We're encouraged to believe that CRT data conversion functions are going to execute faster than anything we might write by hand. Unfortunately, this is not always the case. It certainly isn't the case for wcstoul, which converts a Unicode string to an unsigned long integer.
Granted, wcstoul does a lot. The documentation describes some of the stuff that it supports. And when you're using the CRT from the multi-threaded DLL, you've got to expect a little overhead. But I was calling wcstoul inside a tight loop, and was surprised to find that a simple homegrown converter took 5% of the time that wcstoul takes.

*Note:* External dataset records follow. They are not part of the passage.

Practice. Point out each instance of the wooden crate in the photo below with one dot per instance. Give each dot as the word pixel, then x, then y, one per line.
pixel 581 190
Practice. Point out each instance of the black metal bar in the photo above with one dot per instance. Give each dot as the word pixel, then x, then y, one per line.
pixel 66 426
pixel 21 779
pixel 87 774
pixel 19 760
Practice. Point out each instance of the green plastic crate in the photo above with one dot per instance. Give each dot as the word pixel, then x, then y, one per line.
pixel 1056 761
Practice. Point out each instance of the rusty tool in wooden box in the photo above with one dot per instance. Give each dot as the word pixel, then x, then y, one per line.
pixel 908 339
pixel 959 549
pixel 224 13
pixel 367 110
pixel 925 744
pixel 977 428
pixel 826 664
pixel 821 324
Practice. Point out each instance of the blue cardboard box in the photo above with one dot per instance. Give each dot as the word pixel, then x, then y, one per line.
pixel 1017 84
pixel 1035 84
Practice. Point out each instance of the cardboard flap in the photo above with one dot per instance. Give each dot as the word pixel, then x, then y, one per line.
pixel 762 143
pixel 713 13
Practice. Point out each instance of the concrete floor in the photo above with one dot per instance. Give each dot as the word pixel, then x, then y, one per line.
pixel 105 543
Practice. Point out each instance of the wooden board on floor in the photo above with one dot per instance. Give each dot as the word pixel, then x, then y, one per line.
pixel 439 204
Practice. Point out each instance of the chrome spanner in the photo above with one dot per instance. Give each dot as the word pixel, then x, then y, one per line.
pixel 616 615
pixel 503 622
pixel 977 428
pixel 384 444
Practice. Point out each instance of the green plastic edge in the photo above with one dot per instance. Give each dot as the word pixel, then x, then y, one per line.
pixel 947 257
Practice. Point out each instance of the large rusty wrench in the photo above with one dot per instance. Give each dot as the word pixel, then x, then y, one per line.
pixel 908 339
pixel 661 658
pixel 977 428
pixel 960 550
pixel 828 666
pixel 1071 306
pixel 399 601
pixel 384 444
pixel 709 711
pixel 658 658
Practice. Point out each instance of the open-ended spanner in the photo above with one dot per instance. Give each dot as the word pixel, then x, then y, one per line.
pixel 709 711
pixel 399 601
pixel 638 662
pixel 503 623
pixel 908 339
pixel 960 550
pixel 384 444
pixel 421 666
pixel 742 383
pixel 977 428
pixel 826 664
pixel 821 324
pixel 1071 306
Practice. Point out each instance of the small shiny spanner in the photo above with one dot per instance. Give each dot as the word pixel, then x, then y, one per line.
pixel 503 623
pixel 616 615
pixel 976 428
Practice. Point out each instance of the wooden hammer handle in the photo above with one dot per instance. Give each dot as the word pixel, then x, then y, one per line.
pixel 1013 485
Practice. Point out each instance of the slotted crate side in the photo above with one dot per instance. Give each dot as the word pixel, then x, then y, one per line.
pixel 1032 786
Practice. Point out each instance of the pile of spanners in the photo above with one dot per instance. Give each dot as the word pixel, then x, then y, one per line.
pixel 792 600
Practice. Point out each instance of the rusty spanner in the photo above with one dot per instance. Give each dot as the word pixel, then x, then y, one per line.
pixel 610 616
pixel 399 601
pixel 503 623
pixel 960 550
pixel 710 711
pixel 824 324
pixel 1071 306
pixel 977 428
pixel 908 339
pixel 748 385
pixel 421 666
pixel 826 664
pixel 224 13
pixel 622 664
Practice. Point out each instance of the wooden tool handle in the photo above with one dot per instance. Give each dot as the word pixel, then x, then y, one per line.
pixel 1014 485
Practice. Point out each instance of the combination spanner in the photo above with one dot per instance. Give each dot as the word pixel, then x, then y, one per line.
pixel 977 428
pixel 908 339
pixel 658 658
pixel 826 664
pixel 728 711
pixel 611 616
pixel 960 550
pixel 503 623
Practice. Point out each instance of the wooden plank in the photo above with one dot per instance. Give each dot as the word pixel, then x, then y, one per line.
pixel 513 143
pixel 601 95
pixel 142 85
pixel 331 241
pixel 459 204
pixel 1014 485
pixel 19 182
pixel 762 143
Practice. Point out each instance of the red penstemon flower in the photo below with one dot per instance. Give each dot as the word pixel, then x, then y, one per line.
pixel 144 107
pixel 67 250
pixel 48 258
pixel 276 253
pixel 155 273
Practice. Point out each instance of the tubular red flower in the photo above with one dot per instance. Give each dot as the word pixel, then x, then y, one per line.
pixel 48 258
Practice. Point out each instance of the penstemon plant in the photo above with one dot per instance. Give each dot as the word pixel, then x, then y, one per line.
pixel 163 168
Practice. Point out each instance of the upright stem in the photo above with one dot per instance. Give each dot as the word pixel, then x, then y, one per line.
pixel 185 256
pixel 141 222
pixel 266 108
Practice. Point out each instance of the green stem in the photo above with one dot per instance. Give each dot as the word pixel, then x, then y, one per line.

That's right – not 5% less time, i.e., slightly faster, but 95% less time, i.e., unbelievably faster.
Of course, I determined the bottleneck by profiling the code, so the real message here is that you don't know what needs to be optimized, and you don't know if your optimization is actually helping, until you measure.
In case you're curious, here's the code, with radix support removed for simplicity:
template <typename TChar, typename TInteger>
inline bool ConvertDigitToInteger(TChar chDigit, TInteger & rnInteger)
{
if (chDigit < static_cast<TChar>('0') ||
chDigit > static_cast<TChar>('9'))
return false;
rnInteger = rnInteger * 10 +
static_cast<TInteger>(chDigit) - static_cast<TChar>('0');
return true;
}
template <typename TInteger, typename TInputIter>
inline TInteger ConvertDigitsToInteger(TInputIter itInput,
TInputIter itInputEnd, TInputIter * pitInputStop = NULL)
{
TInteger nResult = 0;
while (itInput != itInputEnd &&
ConvertDigitToInteger(*itInput, nResult))
++itInput;
if (pitInputStop != NULL)
*pitInputStop = itInput;
return nResult;
}